Étincelle et explosion

5 juin 1967. L'aube se levait sur le Moyen-Orient, baigné d'un calme inquiétant, mais quelques instants plus tard, le jour allait être déchiré par le tonnerre de la guerre. À 7 h 45 précisément, le silence qui régnait sur la Méditerranée fut brisé par le rugissement des avions israéliens Mirage et Mystère, aux formes élancées et prédatrices, qui survolèrent les vagues avant de virer vers l'est, épousant les contours du relief pour échapper aux radars. L'opération Focus avait commencé, un pari méticuleusement planifié qui allait déterminer la survie même d'Israël.
Dans l'air frais du matin, les bases aériennes égyptiennes bourdonnaient de leur routine habituelle.

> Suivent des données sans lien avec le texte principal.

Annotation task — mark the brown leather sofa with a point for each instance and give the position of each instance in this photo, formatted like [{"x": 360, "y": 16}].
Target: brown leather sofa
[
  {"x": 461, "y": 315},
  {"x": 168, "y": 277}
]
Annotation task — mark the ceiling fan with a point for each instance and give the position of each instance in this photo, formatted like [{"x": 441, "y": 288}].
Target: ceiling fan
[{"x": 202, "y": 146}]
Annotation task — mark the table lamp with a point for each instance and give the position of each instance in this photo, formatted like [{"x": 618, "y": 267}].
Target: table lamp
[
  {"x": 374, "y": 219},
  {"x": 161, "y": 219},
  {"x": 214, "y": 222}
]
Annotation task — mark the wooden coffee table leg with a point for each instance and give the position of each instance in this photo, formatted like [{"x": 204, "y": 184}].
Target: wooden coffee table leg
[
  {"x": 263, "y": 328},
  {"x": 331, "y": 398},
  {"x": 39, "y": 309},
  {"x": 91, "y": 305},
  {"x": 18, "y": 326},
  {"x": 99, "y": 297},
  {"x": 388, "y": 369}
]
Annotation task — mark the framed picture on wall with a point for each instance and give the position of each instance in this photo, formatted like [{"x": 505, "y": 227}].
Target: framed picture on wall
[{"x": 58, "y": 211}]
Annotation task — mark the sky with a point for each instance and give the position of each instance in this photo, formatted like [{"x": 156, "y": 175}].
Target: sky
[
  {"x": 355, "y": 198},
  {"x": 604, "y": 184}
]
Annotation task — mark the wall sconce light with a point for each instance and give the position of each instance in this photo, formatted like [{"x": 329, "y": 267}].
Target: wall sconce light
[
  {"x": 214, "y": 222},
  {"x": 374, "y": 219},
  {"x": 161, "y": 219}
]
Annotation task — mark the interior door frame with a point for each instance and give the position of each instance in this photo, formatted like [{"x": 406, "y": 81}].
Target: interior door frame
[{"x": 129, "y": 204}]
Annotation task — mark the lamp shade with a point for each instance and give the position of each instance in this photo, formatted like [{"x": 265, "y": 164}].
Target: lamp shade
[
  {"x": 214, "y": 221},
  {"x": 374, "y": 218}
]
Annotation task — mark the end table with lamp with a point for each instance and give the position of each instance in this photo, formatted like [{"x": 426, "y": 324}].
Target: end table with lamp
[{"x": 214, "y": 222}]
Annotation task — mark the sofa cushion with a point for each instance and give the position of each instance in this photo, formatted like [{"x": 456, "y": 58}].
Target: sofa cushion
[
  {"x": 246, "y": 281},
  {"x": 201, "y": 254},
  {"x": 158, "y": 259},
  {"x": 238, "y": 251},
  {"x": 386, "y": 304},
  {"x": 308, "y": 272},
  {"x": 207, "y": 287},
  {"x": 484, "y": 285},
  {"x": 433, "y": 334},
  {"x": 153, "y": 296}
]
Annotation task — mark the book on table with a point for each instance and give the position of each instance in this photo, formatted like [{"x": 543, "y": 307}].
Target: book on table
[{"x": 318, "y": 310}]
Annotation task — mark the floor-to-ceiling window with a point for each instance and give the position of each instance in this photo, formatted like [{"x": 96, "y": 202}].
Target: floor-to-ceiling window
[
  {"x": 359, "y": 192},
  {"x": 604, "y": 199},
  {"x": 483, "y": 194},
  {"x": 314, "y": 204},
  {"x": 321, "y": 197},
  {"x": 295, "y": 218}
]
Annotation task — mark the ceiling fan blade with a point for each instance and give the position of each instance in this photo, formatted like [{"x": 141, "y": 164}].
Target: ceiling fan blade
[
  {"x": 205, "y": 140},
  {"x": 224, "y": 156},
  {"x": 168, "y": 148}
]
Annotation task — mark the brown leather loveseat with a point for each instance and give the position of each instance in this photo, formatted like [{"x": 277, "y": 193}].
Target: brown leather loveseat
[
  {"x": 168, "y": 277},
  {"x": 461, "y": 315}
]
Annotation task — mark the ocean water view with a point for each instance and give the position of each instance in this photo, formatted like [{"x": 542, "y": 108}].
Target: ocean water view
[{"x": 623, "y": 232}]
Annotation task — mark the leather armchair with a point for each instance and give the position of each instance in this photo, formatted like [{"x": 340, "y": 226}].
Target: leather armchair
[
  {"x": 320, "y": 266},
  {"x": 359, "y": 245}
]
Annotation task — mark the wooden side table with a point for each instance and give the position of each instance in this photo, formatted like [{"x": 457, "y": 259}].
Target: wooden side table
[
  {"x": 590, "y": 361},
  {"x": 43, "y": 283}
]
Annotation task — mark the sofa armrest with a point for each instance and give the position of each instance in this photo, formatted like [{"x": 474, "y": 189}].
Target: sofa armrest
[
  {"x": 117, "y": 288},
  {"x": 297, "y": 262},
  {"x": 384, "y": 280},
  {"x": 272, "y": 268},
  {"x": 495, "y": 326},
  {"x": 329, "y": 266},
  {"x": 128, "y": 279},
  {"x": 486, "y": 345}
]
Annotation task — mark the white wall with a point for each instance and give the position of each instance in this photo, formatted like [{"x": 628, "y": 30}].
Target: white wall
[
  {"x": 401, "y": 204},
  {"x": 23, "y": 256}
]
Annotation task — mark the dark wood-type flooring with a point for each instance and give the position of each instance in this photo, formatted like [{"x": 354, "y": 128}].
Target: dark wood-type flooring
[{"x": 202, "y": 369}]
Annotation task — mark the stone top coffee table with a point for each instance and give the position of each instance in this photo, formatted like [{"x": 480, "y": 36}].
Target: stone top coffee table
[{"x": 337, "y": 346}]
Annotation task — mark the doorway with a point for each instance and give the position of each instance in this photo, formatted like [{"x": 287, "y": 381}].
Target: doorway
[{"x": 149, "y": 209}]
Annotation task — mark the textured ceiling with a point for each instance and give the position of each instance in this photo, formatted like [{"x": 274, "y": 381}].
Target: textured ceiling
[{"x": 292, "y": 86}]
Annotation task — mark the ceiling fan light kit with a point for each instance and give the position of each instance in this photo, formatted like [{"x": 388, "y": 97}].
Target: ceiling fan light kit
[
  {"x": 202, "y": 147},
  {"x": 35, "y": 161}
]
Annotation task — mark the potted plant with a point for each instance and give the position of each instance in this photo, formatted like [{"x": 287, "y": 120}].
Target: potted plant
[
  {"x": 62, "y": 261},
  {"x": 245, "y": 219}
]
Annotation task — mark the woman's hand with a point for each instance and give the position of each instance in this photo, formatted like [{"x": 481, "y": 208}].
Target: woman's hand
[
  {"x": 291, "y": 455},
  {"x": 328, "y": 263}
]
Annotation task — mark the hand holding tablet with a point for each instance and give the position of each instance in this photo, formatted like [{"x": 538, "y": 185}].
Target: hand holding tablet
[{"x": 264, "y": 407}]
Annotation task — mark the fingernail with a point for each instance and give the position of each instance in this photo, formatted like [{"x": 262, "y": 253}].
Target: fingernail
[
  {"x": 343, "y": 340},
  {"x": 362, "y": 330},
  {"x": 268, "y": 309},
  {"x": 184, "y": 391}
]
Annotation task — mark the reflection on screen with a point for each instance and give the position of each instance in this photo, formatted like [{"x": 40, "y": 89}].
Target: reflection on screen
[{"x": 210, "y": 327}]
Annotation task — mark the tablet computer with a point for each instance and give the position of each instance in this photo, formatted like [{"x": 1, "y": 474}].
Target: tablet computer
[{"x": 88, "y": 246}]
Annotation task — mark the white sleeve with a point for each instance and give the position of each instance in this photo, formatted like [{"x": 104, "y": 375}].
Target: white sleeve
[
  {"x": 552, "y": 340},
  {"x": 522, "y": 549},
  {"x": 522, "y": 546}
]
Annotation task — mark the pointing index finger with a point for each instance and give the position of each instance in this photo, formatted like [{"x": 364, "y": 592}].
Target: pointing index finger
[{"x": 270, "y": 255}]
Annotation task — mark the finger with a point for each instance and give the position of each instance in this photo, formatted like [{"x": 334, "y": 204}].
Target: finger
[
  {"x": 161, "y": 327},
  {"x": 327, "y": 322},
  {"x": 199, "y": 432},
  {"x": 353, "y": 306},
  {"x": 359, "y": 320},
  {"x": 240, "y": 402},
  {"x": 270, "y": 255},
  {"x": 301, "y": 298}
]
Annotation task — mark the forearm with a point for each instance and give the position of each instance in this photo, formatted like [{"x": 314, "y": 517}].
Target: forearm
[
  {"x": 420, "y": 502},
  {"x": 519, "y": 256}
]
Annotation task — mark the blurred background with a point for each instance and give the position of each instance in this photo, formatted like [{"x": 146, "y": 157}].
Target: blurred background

Les mécaniciens s'essuyaient les mains couvertes d'huile et les pilotes sirotaient leur thé, inconscients du désastre qui s'abattait sur eux. Puis, un rugissement de moteurs retentit au-dessus de leurs têtes, suivi d'une fraction de seconde de confusion, et les premières bombes explosèrent sur les pistes d'Inshas et d'Abu Suwayr. Le béton vola en éclats et des geysers de fumée noire s'élevèrent vers le ciel. Les dépôts de carburant s'embrasèrent, leur chaleur brûlant le visage des hommes qui se précipitaient pour se mettre à l'abri. Des rangées d'avions de chasse MiG, garés aile contre aile à l'air libre, se transformèrent en boules de feu orange, projetant dans le ciel des morceaux de métal tordu et des ailes noircies.
En quelques heures, l'armée de l'air égyptienne, autrefois la fierté du monde arabe, était en ruines. L'attaque fut chirurgicale et implacable : plus de 300 avions égyptiens furent détruits, la plupart avant même que leurs pilotes aient pu atteindre leur cockpit. Le tarmac de l'aérodrome était jonché de morts et de blessés, l'odeur âcre du kérosène et de la chair brûlée se mêlant aux cris des hommes à la recherche de survivants. Les pompiers se sont précipités pour étouffer les flammes, mais leurs lances à incendie crachaient inutilement contre l'enfer. Au-dessus, les chasseurs israéliens tournaient en rond, traquant les quelques avions égyptiens qui avaient réussi à décoller, les envoyant en spirale dans des panaches de fumée vers le désert aride au-delà. La chaîne de commandement s'est fracturée ; les radios crépitaient de parasites et de confusion, les ordres se perdaient dans le chaos. Le mythe de la supériorité aérienne arabe, soigneusement cultivé pendant des années, a été anéanti en une seule matinée brutale.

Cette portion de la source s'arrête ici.